Ik heb er al diverse malen storingen uitgehaald die ik wel met mijn stem hoorde, maar niet met een CD.

----------


## MusicSupport

> Hallo,
> Ik ben van plan 2 of 4 Electro Voice SX200 speakers te kopen. 
> Om te vermijden dat ik versleten rommel binnenhaal wil ik de kasten testen bij de verkoper. Wat zouden zinvolle tests zijn om de basis kwaliteit van deze kasten te garanderen? De speakers ontmantelen om de binnenkant te bekijken is geen optie.
> Alvast bedankt voor de inputs.
> Groetjes,
> Paul



Paul, de SX200/300 zijn heel makkelijk op de meest voorkomende schade (kapotte en versleten en verdronken conussen) te testen door met 4 schroefjes de frontgrill eraf te lichten. (Deze zit ook geklemd dus je hebt er nog een tangetje bij nodig!)

Verder even met een toongenerator, dynamische muziek en een microfoon even testen op het klankbeeld! (Ook de drivers kunnen stuk bij deze kasten is onze ervaring en er wordt niet altijd de juiste teruggestoken dus er kan klankverschil zijn)

----------


## hugovanmeijeren

Er zijn een paar dingen die je even moet checken.

1) Even de grill eraf schroeven, 4 schroefjes (kruis) losdraaien en dan wip je de grill met een platte schroevendraaier er zo af.
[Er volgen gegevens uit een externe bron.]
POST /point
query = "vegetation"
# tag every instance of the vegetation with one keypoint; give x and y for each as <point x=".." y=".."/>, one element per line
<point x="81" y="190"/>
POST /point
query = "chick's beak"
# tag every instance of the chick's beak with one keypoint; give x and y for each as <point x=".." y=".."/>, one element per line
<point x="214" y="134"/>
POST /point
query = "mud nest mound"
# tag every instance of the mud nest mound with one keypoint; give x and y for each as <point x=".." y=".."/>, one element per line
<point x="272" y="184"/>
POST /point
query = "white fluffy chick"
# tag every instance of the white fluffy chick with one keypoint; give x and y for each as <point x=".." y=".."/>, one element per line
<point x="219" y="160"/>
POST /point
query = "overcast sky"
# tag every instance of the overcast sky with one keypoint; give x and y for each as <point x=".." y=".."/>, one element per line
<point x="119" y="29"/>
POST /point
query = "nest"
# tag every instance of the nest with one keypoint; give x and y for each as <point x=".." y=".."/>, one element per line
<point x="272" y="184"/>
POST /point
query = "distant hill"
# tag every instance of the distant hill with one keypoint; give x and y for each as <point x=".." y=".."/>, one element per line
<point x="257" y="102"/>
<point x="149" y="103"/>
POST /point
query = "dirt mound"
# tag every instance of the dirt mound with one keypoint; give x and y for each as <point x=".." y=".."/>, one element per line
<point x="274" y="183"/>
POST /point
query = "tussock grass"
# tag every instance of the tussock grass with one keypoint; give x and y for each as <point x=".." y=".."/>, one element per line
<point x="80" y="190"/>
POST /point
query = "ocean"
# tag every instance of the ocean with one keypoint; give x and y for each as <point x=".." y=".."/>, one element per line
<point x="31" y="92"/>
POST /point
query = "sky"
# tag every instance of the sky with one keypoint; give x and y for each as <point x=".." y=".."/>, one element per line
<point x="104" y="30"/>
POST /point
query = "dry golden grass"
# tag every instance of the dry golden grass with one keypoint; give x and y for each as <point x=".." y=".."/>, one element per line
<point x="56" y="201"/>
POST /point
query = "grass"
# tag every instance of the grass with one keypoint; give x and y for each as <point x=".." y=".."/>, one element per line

Beweeg met je vingers even voorzichtig de conus naar achteren, controleer of hij nergens 'aanloopt': hij moet mooi soepel gaan.
Daarnaast moet je even de randen van de conus checken, bij oudere luidsprekers willen deze wel eens volledig vergaan zijn, ik heb het meerdere malen gezien bij EV SX200 / SX300 speakers.
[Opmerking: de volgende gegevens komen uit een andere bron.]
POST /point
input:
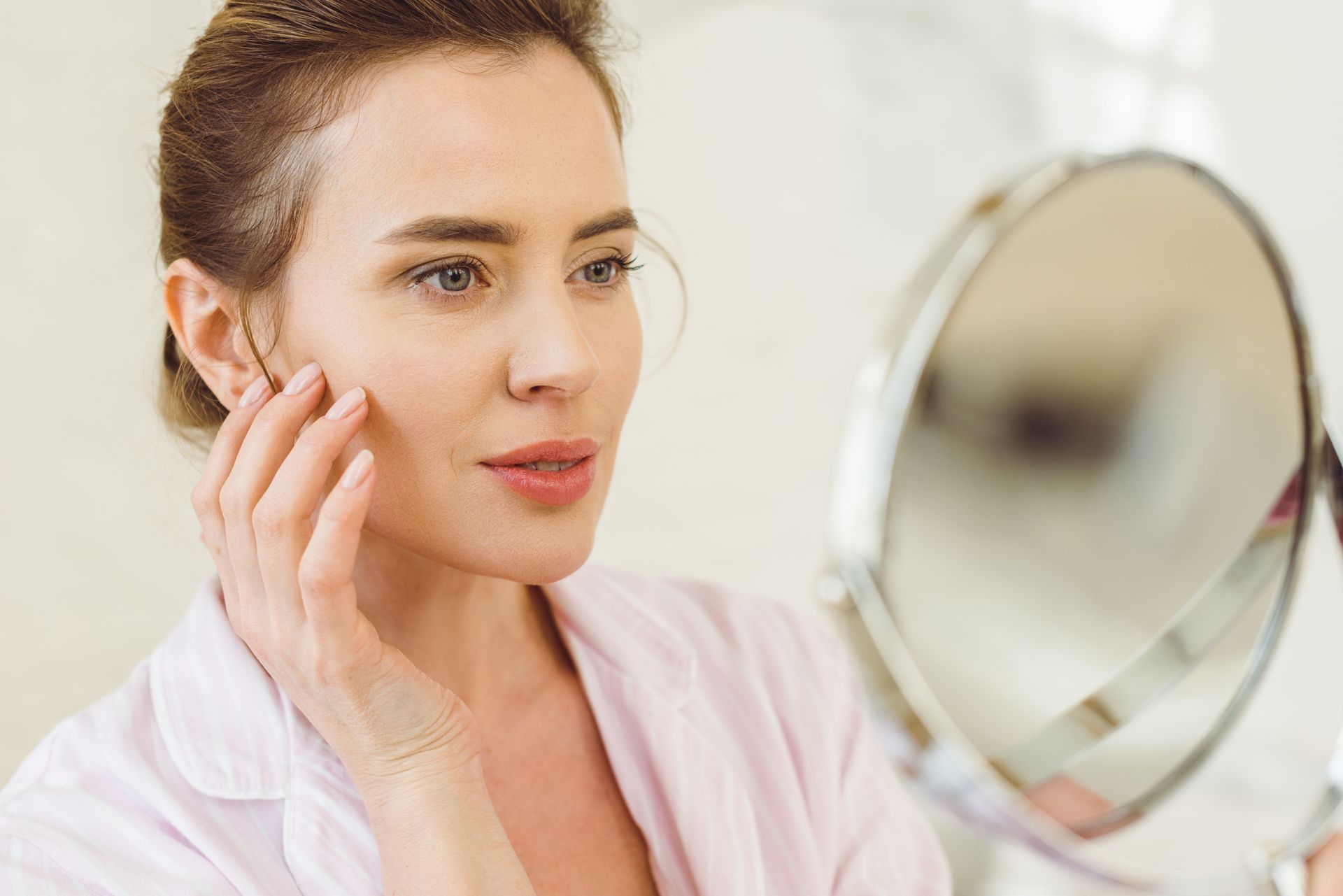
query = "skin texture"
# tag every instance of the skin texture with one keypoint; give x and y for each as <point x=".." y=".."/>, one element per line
<point x="452" y="379"/>
<point x="397" y="614"/>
2) Luisteren. Neem muziek mee die je goed kent. Luister gerust ook op hoog volume, soms komen fouten dan veel eerder aan het licht. Vergelijk ook rustig tussen verschillende kasten, dan heb je een referentie.

Groeten Hugo

----------


## HR Soundproductions

Ik denk dat bijna alles wel is gezegd is wat je zoal kunt doen.
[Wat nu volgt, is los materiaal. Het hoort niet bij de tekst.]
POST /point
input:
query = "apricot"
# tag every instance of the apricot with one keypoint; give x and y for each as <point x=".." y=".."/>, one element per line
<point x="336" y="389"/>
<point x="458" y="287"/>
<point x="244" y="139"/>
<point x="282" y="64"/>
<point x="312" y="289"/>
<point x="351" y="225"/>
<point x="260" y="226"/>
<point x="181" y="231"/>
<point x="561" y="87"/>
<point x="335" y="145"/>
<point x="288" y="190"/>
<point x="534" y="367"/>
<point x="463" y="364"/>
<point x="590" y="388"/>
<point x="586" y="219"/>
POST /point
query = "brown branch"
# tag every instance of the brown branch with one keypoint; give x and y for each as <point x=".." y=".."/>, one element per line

Zelf gebruik ik altijd (als quick check) de toongenerator. Dit werkt redelijk goed en je kunt er goed mee achterhalen of je drivers nog heel zijn, als bijv. het laag een vreemd of enigszins rammelend geluid maakt dan heb je al een eerste indicatie.

Verder gebruik ik altijd dezelfde cd om zaken af te luisteren, ik weet dan redelijk wat ik zou moeten horen (zeker als je meerdere speakers van dezelfde soort vergelijkt). En dan nog op verschillende geluidsnivo's, omdat daar ook weer specifieke zaken waarneembaar zijn (denk aan schrapende geluiden op lage nivo's of klapperen op hogere nivo's). Visuele inspectie zegt ook veel, zeker bij de al wat oudere type speakers.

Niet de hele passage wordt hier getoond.